It was always there, under a shallow blanket of ocean off the Australian coast, but it was believed to be a large meadow of Posidonia, with thousands of individuals. However, a recent genetic study to elucidate how many types of flora there were in that 200 km2 area gave a result that surprised scientists. It was a single, very long, although fragmented, specimen of ‘Posidonia australis’. Thanks to research carried out by researchers from the University of Western Australia (UWA) and Flinders University, it is now known that the world’s largest plant occupies an area similar to that of 28,000 professional football fields.
The work carried out by an Australian student, Jane Edgeloe, sought to find out the genetic richness of this enormous, green sea meadow in Shark Bay. Once the ten samples taken in different parts of this aquatic grass were collected, they were crossed with 18,000 genetic markers. The investigation team expected to find several fingerprints. However, “there was only one!” exclaims Edgeloe in a UWA statement. “That’s it, just a plant that spreads over 180 km, making it the largest known plant on Earth.”
In addition to being gigantic, it would also be the longest-lived vegetable. With these same results, scientists calculate that it is about 4,500 years old, as published in the journal ‘Proceedings of the Royal Society. Biological Sciences’. The genetic study also revealed that it is a plant with double the usual chromosomes, which allows it to live in extreme conditions, such as high temperatures and strong saline concentration. Although they are usually sterile, they grow constantly, as is the case of the Posidonia analyzed.
The scientific question
The most relevant aspect for scientists is the discovery of “a single polyploid clone”, which would have certified that it is a single plant, they explain in the article published on June 1. Polyploidy, common in flowering plants, “has the potential to allow organisms to outcompete their diploid parents.” This also explains the enormous size of the specimen: “the duplication of the complete genome through polyploidy, combined with clonality, may have provided the mechanism for the plant to expand into new habitats and adapt to new environments that became increasingly increasingly stressful for their parents.

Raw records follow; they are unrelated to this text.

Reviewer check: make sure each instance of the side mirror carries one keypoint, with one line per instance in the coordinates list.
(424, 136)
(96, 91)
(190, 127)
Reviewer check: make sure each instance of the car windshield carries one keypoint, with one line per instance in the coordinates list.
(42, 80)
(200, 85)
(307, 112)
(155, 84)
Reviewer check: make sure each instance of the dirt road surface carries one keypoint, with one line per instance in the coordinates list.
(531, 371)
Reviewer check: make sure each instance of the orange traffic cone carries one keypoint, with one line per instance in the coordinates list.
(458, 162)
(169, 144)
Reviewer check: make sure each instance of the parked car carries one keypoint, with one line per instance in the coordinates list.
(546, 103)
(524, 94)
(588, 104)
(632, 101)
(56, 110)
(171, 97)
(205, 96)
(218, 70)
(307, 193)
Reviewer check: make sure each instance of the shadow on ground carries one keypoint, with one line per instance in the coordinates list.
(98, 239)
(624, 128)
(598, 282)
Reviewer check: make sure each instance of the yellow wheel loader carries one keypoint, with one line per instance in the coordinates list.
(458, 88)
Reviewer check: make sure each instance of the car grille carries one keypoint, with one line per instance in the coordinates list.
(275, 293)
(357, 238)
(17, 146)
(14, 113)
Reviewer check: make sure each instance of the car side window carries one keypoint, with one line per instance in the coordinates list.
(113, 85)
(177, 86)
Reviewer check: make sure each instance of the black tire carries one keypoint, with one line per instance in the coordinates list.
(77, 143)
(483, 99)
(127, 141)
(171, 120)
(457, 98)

This genetic quality, which duplicates chromosomes, is considered an “evolutionary dead end” that can “create monsters”, as had already been proven in terrestrial species. It is now known that it also plays a role in Posidonia meadows, which “inhabit sea coasts and estuaries throughout the world, except Antarctica”, usually with “broad levels of genetic diversity”. In the case of the Australian seas, this almost solitary Posidonia – it has at least one neighbor of another species – “recolonized the continental shelf.”
The giant Posidonia of Shark Bay clings to large areas of sandy sediments protected from ocean waves, the researchers say. “The shallow, protected environment is ideal for clonal growth and vegetative expansion meadows. “For millennia, shallow coastal banks and thresholds marked by natural carbon sequestration have given it extreme conditions.”
Until now, the size record was held by “an ancient diploid clone of ‘Posidonia oceanica’, discovered in the western Mediterranean”, which is 15 km long. Posidonia meadows “can persist almost indefinitely if left undisturbed, as they depend on vegetative expansion of the horizontal rhizome, rather than sexual reproduction,” the article concludes.